Architecture Overview

Google Sheet (Test Cases)
    ↓ (read test inputs)
OpenFn Test Workflow
    ↓ (execute)
MSF Production Workflow
    ↓ (capture actual output)
OpenFn Test Workflow
    ↓ (write actual output)
Google Sheet (Test Cases + Actual Outputs)
    ↓ (run assertion script)
Test Results (Pass/Fail + Differences)

Key Design Decisions

  • Expected output = the events mapping JSON body sent to DHIS2 (not the DHIS2 response after event creation)
  • LLM should work from metadata file only to generate expected outputs
  • Final assertion should be deterministic JavaScript code in Google Sheet
  • Google Sheet serves as both input source and results repository
  • Start with manual POC before building automation workflow

Deliverables

1. Google Sheet Template

Create a Google Sheet with the following structure (@jfeldman-openfn I think you already had the columns set, does this align with what you had?):

Required Columns:

  • test_id - Unique identifier for each test case
  • form_name - Name of the form being tested
  • test_scenario - Description of what's being tested (e.g., "null values", "multi-pick to boolean")
  • input_payload - OpenMRS input data (JSON string or structured columns)
  • expected_output - DHIS2 event payload expected (JSON string) - LLM generated from metadata
  • actual_output - DHIS2 event payload produced by workflow (JSON string) - populated by OpenFn workflow
  • test_status - Pass/Fail - computed by assertion script
  • differences - Details of mismatches if test fails - computed by assertion script
  • last_run - Timestamp of last test execution
  • notes - Additional context or observations

Sheet Features:

  • Set up Google Sheet with designed column structure
  • Add data validation and formatting where appropriate
  • Include sample test cases for initial POC
  • Create JavaScript assertion script (Apps Script) that:
    • Compares expected_output vs actual_output for each row
    • Normalizes JSON before comparison (handle whitespace, property order)
    • Populates test_status (Pass/Fail)
    • Populates differences with detailed mismatch information
    • Can be triggered manually or automatically after workflow execution

2. OpenFn Test Execution Workflow

Build an OpenFn workflow that automates test execution:

Workflow Requirements:

Step 1: Read Test Cases from Google Sheet

  • Use @openfn/language-googlesheets adaptor
  • Read all rows from the test cases sheet where actual_output is empty or needs re-testing
  • Parse input_payload column into proper JSON format
  • Handle pagination if there are many test cases

Step 2: Execute MSF Workflow for Each Test Case

  • For each test case, invoke the MSF production workflow with the input_payload
  • This may require:
    • Setting up the workflow to accept test inputs programmatically
    • Ensuring test execution doesn't affect production data (use test DHIS2 instance or mock endpoints)
    • Capturing the transformed payload before it's sent to DHIS2 (the events mapping JSON)
  • Handle errors gracefully (workflow failures should be logged, not crash entire test run)

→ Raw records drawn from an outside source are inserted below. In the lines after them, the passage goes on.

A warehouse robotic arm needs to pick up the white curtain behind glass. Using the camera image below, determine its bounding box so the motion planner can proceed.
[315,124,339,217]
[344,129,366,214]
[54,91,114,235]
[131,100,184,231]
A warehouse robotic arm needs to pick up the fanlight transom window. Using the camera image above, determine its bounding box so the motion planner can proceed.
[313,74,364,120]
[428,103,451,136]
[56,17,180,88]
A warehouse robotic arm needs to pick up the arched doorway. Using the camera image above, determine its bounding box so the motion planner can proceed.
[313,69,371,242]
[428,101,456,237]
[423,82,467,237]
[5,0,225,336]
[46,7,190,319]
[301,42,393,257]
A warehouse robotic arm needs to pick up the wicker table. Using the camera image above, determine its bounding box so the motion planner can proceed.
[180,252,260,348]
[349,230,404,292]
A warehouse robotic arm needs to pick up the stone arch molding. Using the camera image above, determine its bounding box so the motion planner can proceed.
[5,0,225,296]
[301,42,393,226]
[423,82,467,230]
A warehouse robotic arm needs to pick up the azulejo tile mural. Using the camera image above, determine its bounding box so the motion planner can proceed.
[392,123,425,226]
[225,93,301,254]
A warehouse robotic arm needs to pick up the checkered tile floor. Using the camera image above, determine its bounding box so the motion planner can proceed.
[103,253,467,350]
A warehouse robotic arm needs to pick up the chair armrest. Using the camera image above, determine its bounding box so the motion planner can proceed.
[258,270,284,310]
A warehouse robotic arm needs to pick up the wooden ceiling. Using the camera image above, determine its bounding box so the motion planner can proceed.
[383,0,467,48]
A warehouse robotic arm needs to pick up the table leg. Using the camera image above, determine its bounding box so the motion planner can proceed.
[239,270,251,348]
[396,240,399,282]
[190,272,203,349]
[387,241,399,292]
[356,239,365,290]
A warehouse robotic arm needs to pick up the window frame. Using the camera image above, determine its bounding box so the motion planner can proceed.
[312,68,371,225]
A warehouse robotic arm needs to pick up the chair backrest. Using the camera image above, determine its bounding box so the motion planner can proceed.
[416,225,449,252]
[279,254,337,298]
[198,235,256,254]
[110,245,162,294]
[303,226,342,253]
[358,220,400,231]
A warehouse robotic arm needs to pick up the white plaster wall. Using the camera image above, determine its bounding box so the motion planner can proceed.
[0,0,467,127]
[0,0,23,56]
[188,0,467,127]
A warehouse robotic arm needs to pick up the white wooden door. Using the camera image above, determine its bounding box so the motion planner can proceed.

Step 3: Capture Actual Output

  • Extract the DHIS2 event payload that would be sent (before actual DHIS2 API call)
  • This is the critical output needed for comparison
  • Convert output to JSON string format for storage

Step 4: Write Results Back to Google Sheet

  • Update the same row in Google Sheet with:
    • actual_output - the captured DHIS2 event payload
    • last_run - current timestamp
  • Ensure atomic updates (don't lose data if workflow fails mid-execution)
  • Handle Google Sheets API rate limits appropriately

Workflow Configuration:

  • Workflow should accept parameters:
    • sheet_id - Google Sheet ID
    • sheet_name - Tab name (default: "Test Cases")
    • test_mode - Boolean to ensure safe execution
    • test_ids - Optional array to run specific tests only
  • Include comprehensive error handling and logging
  • Add retry logic for transient failures
  • Log execution summary (total tests run, successes, failures)

Workflow Considerations:

  • Should the workflow run all tests sequentially or support parallel execution?
  • How to handle workflows that depend on state or previous data?
  • Should test execution be isolated (separate state/credentials)?
  • How to prevent test data from reaching production DHIS2?

3. Integration & Testing

  • Verify workflow correctly reads from Google Sheet
  • Confirm workflow successfully executes MSF transformation logic
  • Validate actual outputs are written back to correct rows
  • Test assertion script correctly identifies matches and mismatches
  • Document any edge cases or limitations discovered

Implementation Tasks

Phase 1: Setup & POC

  • Select representative form for POC (standard + custom mappings)
  • Prepare metadata file and context for LLM
  • Design Google Sheet structure with Justin
  • Create Google Sheet template with assertion script
  • Use Claude to generate test inputs covering various scenarios
  • Use Claude to generate expected outputs from metadata file
  • Test the process, determine validity + time savings, and whether we want to proceed with Phase 2
  • Share outcomes with MSF team for their inputs (and potential budget sign-off)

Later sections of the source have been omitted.